ヤンゴンの火葬場の外で待つ人々(7月14日)|AP Photo

◆進まないワクチン接種
 クーデター前の2020年、ミャンマーは東南アジアで最初にワクチンキャンペーンを開始した国のひとつだったが、そのキャンペーンは、人口の4%未満が1度目のワクチン接種を受けた段階でほぼ中断している(ガーディアン)。接種を完了した人の割合は3.2%程度と言われる。

 理由としては、まずワクチン不足が挙げられる。クーデター前のミャンマーはインドから3000万回分のワクチンを購入することで合意していたが、日本経済新聞(6/29)によれば、300~500万回分が届いたのち、インドからの供給はストップ状態だ。また、国民の多くは軍事政権に不信感を抱いているため、当局の勧めるワクチンを受けたがらないという事情がある(ガーディアン)。しかも、クーデター前の文民政府にワクチン接種キャンペーンの責任者として任命されていた人物は、軍事政権に逮捕された医者のひとりなのだ。
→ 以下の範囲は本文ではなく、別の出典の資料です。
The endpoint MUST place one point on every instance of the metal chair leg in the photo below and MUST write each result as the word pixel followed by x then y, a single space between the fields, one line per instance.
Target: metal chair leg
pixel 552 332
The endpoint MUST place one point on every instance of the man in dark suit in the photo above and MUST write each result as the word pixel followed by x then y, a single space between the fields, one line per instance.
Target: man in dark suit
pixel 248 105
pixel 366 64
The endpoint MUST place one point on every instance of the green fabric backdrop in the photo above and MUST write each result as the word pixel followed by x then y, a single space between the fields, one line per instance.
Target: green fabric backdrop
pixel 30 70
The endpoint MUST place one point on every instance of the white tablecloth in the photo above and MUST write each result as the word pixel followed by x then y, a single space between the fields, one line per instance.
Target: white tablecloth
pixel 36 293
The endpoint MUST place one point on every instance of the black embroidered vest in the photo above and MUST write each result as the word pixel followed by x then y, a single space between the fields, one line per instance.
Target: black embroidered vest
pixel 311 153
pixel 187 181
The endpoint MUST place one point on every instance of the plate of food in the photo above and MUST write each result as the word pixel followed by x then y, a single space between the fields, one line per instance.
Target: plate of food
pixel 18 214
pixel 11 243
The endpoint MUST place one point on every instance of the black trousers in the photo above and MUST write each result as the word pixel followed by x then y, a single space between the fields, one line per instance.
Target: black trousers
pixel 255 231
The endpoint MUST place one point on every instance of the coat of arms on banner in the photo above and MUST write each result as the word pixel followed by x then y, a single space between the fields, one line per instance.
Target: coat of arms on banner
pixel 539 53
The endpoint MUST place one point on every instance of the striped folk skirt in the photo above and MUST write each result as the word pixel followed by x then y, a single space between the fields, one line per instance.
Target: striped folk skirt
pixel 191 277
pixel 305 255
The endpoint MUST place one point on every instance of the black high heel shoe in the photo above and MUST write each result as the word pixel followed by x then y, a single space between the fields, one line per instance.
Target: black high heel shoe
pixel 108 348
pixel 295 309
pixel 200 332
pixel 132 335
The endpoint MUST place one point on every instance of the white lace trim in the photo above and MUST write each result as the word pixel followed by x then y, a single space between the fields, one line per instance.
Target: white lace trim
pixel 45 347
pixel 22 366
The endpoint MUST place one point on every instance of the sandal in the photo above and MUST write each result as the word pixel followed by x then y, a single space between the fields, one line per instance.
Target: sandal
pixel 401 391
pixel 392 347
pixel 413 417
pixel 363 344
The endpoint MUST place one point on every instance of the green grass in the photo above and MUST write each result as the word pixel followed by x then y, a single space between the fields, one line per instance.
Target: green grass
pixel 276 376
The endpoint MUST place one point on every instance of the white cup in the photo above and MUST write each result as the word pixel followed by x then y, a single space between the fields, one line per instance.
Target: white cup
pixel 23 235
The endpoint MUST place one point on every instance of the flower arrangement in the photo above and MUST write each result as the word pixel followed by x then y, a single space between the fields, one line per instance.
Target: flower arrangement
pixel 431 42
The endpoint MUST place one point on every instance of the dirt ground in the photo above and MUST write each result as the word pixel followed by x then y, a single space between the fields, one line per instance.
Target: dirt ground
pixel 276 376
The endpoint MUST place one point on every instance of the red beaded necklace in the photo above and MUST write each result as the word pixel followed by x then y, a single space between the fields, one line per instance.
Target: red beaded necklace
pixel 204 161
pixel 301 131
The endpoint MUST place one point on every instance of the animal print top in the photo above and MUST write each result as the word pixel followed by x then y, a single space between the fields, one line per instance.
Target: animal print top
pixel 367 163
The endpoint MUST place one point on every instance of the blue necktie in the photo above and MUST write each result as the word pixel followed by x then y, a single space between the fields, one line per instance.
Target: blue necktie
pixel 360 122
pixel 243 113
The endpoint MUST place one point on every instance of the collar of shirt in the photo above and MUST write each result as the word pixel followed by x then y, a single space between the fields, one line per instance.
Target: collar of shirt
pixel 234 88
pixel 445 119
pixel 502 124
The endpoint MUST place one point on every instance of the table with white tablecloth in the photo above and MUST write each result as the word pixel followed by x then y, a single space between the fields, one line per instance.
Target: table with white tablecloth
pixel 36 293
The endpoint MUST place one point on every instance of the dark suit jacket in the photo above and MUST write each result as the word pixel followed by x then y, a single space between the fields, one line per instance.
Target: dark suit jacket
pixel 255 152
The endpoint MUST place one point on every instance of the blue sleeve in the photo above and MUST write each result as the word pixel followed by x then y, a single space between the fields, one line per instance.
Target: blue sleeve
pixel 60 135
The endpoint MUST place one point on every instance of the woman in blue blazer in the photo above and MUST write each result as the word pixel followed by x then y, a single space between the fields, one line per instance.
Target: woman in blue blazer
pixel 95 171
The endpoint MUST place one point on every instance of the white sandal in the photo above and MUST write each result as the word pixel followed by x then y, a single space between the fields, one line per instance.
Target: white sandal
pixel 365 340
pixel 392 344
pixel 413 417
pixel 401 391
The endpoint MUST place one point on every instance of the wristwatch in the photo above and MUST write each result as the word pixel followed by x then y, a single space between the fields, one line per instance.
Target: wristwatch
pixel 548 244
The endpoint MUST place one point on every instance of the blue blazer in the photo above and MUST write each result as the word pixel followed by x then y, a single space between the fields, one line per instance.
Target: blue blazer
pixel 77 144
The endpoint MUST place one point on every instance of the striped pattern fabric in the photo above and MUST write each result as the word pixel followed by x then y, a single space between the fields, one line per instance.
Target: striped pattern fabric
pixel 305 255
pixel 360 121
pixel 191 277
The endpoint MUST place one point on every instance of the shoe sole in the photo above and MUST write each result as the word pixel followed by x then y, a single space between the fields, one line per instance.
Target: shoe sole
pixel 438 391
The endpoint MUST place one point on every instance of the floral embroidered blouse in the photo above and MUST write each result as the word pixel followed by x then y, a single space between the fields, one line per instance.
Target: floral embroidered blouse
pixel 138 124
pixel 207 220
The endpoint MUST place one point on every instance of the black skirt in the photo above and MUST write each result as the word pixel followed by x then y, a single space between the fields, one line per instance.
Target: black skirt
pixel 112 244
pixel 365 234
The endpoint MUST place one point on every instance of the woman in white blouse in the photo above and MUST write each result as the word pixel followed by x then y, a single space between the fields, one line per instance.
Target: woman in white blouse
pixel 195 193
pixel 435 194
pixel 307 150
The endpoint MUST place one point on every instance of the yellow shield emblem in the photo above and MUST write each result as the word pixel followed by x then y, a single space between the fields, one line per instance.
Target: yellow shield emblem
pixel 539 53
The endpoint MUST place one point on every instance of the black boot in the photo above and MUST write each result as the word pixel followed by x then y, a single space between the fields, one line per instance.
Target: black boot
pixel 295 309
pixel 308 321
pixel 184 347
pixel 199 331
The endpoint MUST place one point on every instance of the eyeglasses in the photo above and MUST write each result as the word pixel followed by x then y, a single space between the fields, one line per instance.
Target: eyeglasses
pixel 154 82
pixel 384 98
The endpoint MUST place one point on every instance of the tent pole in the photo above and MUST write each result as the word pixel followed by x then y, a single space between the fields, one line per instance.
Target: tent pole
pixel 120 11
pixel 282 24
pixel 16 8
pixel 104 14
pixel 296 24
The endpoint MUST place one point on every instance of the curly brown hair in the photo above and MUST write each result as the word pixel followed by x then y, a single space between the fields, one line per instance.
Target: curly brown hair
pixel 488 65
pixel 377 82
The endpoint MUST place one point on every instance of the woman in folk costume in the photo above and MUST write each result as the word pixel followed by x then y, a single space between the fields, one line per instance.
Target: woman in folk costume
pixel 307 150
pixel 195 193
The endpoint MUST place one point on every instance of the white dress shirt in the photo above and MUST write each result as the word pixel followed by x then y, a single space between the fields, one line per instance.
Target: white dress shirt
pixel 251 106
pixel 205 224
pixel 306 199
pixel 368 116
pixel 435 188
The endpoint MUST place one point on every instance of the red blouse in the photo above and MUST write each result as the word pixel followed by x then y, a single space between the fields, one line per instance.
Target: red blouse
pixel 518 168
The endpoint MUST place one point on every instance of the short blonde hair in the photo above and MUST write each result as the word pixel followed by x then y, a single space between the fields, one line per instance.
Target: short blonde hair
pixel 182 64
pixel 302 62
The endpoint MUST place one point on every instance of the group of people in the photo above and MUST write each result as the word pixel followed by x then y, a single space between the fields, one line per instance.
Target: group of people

 ミャンマーの深刻な状況を受け、イギリスは、19日から同国を危険度の最も高いレッドリストに載せることを決めた。在ミャンマー日本大使館も13日、在留邦人に一時帰国の検討を再度促す通知を出している。

 筆者は、ミャンマーの友人からの連絡がきっかけで、同国の惨状を知ったのだが、今月届いたメッセージには、家族親戚全員が新型コロナに感染し死者も出たことが記されていた。「新型コロナは国中いたるところに蔓延し、政府はこれをコントロールできていない」「医療センターは足りず、酸素も足りない。医者も足りない」とも書かれており、まさに現在のメディア報道を裏付けている。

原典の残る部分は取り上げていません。